Senza una nuova legge su questo tema cruciale non si può andare da nessuna parte. Gli stage sono lo strumento più conveniente oggi a disposizione dei datori di lavoro. Non prevedono praticamente nessun obbligo: nè di corrispondere un compenso agli stagisti, nè di assumerne almeno una parte, nè di prendere in tirocinio solo persone effettivamente inesperte, nè di usare questo inquadramento solo per i mestieri che effettivamente necessitano di una formazione approfondita. Non c'è nemmeno - e questo è l'aspetto più grottesco - una sanzione per chi viola i pochi e blandissimi paletti (il numero massimo di stagisti ospitabili contemporaneamente, la durata massima, l'obbligo di mettere a disposizione un tutor...). Quindi sostanzialmente ad oggi la legge sugli stage è poco più di un suggerimento.

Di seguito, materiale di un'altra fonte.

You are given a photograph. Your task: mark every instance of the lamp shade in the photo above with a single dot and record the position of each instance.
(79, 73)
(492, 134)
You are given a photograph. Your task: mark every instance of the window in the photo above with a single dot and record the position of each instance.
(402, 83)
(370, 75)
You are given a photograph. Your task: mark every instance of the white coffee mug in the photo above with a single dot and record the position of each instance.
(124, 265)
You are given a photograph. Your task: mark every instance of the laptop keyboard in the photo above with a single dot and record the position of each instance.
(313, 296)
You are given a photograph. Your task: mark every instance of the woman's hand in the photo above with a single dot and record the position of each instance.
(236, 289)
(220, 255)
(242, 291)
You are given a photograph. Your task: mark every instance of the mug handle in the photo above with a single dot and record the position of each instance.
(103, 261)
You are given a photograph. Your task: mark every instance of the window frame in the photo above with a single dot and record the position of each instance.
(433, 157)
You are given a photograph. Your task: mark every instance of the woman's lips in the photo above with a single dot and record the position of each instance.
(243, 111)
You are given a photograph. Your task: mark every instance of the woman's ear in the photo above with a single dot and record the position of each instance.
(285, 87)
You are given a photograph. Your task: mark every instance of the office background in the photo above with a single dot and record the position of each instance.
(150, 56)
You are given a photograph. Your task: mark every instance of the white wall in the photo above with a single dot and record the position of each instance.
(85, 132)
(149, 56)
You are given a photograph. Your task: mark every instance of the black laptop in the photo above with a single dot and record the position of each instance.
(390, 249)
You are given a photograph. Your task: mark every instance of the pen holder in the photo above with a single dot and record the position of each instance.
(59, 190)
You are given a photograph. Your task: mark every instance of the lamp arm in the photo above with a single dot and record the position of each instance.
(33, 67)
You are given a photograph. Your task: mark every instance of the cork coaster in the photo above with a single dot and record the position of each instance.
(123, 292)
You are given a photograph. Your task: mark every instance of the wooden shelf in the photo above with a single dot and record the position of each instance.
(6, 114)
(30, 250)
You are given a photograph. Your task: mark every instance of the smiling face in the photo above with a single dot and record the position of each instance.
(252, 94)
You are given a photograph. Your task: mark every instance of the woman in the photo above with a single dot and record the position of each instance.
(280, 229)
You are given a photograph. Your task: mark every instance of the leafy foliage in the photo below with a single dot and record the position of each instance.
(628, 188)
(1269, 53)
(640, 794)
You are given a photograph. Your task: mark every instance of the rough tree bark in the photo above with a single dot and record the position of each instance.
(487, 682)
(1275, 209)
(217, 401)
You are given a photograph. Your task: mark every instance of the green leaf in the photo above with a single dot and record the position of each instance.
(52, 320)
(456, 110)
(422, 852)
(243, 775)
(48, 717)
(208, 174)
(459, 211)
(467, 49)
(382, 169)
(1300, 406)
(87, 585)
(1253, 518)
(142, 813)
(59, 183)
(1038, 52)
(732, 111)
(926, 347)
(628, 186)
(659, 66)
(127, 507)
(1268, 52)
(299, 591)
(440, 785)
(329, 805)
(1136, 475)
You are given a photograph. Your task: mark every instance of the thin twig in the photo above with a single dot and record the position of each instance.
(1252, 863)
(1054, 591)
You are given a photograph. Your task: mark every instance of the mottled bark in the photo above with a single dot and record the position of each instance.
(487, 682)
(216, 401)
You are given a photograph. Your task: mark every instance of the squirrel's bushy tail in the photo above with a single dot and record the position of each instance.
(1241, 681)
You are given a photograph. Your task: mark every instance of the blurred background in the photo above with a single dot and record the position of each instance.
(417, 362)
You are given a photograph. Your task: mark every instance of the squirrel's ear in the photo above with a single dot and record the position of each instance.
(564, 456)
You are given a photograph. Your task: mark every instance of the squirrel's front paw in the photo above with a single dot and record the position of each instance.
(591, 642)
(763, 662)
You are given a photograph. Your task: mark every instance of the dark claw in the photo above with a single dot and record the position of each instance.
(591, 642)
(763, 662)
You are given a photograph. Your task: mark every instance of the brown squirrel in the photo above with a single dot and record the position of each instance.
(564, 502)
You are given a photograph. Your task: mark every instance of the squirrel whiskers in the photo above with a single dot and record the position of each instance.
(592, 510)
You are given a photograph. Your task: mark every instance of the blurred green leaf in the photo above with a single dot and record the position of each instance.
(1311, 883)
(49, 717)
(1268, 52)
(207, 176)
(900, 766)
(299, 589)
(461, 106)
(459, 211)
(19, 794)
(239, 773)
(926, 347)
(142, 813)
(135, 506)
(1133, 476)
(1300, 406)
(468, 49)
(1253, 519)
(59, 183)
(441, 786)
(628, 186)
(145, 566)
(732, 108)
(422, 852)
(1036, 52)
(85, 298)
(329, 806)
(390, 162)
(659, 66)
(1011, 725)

Proprio per questo tutti ci si buttano a pesce. la caccia allo stagista é ormai aperta da anni e imprese private – ma anche enti pubblici e organizzazioni non profit – ci sguazzano felicemente. Meno felici sono i giovani che subiscono questa situazione: per loro gli stage si sono progressivamente trasformati da belle opportunità di crescita professionale e di inserimento lavorativo a via crucis infinita, passaggio obbligato per poter accedere - chissà quando - a un vero contratto. Nella maggior parte dei casi precario.
I casi virtuosi, importantissimi da evidenziare e valorizzare per dimostrare che "un altro stage è possibile", sono troppo pochi per potersi accontentare: il cancro del lavoro mascherato da stage avanza e ogni giorno si moltiplicano gli annunci indegni che offrono stage per mansioni di basso profilo in negozi, supermercati, call center; oppure che ricercano "stagisti esperti" - un vero e proprio ossimoro.
Qualsiasi riforma del lavoro sarà dunque assolutamente inefficace se non prevederà, come corollario immediato, una revisione totale della normativa in materia di stage e tirocini. Urge una legge quadro statale che ponga le condizioni minime da garantire a tutti i giovani, per assicurare loro esperienze realmente formative e dissuadere dall'abuso. La legge quadro dovrebbe agire almeno su tre fronti: imporre uno standard minimo di "diritti" per gli stagisti, a cominciare da un dignitoso rimborso spese che permetta loro di non dover pesare sulle famiglie. Prevedere severe sanzioni in caso di violazione. E mettere in piedi un sistema di monitoraggio continuo in grado di smascherare immediatamente gli abusi e di permettere ai soggetti promotori (università, centri per l'impiego, agenzie interinali...) di condividere le informazioni su ciascun soggetto ospitante. Una volta delineato il quadro generale, poi, ciascuna regione potrebbe farsi la sua legge ad hoc (come quella, estremamente innovativa, appena approvata in Toscana). Ma le regole del gioco le deve dettare lo Stato e devono proteggere e garantire tutti gli stagisti, da Aosta a Taranto.
Senza una riforma degli stage la riforma del lavoro nascerebbe dunque irrimediabilmente zoppa. La miglior legge del mondo sul contratto unico o sul rilancio dell'apprendistato non avrebbe alcuna chance di essere applicata se restasse in piedi un concorrente sleale talmente più conveniente - lo stage appunto. Quale azienda sceglierà mai di pagare per qualcosa che può avere gratis?